One of Senegal’s most prominent artists, Sy combines painting with political activism and a curatorial practice. In the mid-1980s, he worked with the German linguist Friedrich Axt to assemble a collection of contemporary Senegalese art for the museum. This material featured in the retrospective but was shown as part of an archive that was presented separately to the artist’s own work, accompanied by extensive documentation of the artist’s practice. The exhibition concentrated on Sy’s painting since the 1970s. Shown were works collected by Axt himself, now on loan to the museum, and more recent works, some made in the museum’s own ‘laboratory’.
Sy paints not only on canvases, but also on flags, screens, kites, transport crates and jute sacks. His intensely colourful, gestural abstractions invite the viewer to touch, move and use them, lending the works a performative dimension. Some include organic forms and the outlines of figures – as in Les Piroguiers (The Canoeists, 2011), several canvas panels forming a makeshift vessel alluding to refugee tragedies – while other canvases bear footprints derived from choreographed stamping by the artist. Only a few of these pieces have survived however, and one of the earliest, Untitled (1978), is included in the show. With these works, Sy was responding directly to the demands of the cultural ideology of the time. During and after the presidency of Léopold Sédar Senghor (1960–80), cultural policy in Senegal privileged an aesthetic of Négritude and a post-colonial flourishing of African culture. Rejecting the picture sequences and tapestries that were being commissioned by the state from local artists, Sy turned instead to performative types of painting that became part of his social activism. For example, the stage objects and costumes he designed for the performances of the interdisciplinary artists’ collective Laboratoire Agit’Art, which he co-founded, were based on expressive albeit choreographed painting movements.
In this show, Sy supplemented his works with an arrangement of chairs, baskets, ladders and other objects from the museum’s collection from countries including Papua New Guinea, Mali and Ethiopia which displayed both formal and metaphorical correspondences. Four wooden stools, for example, stood on a floor painting structured around a well with the outlines of four heads (Le Puits, The Well, 2014). On the opposite wall hung a circular portrait of the former Senegalese president Abdoulaye Wade (Portrait du Président, 2012). Although this arrangement (like some others in the show) had a markedly political tone, what was key was the reconnecting of ethnographic exhibits with their use value. With its complex linking of ‘art’ and ‘ethnographic object’, the installation ultimately questioned the status of both as well as showing the role of the museum and its various departments in such attributions.
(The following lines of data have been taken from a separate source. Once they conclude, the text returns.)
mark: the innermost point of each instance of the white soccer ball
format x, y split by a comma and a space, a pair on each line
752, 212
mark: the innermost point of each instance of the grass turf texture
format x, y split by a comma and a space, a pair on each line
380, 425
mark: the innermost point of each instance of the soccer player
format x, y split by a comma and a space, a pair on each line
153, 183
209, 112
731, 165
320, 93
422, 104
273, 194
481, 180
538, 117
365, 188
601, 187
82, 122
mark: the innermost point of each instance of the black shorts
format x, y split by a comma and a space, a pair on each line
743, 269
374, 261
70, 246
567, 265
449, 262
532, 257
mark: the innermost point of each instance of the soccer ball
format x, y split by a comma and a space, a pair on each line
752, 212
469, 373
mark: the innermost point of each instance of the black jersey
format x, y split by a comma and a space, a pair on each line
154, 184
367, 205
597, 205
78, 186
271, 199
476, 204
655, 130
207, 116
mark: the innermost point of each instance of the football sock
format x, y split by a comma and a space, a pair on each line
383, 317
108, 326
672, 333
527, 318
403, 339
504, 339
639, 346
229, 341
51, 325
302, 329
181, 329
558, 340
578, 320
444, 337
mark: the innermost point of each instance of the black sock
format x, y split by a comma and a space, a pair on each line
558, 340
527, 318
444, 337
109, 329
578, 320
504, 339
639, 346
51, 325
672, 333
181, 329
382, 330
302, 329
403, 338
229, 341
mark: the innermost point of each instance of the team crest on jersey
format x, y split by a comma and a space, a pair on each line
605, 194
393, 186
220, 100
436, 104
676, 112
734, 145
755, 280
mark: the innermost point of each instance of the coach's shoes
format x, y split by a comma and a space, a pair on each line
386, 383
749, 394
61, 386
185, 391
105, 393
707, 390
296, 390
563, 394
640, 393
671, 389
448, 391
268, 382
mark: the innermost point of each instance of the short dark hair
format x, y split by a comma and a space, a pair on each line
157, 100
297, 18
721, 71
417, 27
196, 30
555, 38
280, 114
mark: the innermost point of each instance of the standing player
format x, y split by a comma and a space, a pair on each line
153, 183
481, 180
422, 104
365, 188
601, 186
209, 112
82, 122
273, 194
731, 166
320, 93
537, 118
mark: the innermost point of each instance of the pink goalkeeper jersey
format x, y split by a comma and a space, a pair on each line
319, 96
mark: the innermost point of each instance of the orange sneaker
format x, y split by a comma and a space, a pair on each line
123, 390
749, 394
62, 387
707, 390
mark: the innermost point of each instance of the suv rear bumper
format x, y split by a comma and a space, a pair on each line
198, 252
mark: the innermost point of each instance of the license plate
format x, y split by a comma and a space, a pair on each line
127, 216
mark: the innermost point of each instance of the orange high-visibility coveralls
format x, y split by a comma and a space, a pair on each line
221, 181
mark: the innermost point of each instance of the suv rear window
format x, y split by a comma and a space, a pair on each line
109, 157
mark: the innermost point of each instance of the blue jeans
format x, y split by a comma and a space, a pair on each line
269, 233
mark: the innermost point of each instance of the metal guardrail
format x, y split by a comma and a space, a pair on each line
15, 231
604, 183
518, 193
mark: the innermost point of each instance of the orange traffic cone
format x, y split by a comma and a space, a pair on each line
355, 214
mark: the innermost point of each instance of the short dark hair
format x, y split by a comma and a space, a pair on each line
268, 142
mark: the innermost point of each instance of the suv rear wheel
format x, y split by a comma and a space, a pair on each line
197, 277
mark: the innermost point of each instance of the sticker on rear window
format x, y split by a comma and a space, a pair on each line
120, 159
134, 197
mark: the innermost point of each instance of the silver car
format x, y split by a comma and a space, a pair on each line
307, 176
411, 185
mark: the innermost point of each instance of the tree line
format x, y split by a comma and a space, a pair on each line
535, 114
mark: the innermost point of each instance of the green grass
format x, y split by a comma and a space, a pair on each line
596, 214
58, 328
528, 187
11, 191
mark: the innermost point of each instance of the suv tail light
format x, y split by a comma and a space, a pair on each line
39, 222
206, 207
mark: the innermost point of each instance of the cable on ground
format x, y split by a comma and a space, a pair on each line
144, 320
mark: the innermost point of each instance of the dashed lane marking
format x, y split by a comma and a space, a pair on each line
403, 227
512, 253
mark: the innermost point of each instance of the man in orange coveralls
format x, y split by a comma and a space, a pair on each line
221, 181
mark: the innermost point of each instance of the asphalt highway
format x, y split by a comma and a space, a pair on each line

This exhibition displayed a complexity usually lacking in traditional art museums on account of their embeddedness in Western artistic ideologies. One need only think of last year’s major exhibition at Frankfurt’s Museum für Moderne Kunst, The Divine Comedy, for which curator Simon Njami invited 50 artists ‘with African roots’ (as the press release put it). Although Njami’s reference to Dante’s work aimed for a universal approach, the ‘African’ label had an essentializing effect: artistic positions that had little to do with one another were lumped together and insufficient differentiated. By contrast, this show succeeded because it presented an individual artistic position on its own terms, in its contradictions and in its historical context. The performative element referred to in the title featured only indirectly, and the large-scale installations that Sy also makes only appeared in the catalogue, but the decision to devote so much space to painting underlined its transformative importance for the artist. Finally, the inclusion of ethnographic objects focused Sy’s position further still by opening this transformative potential up to renewed discussion. The question of whether the show would have been better suited to an art museum is an inevitable one. But more important is the question of what art institutions can learn from this ethnological museum.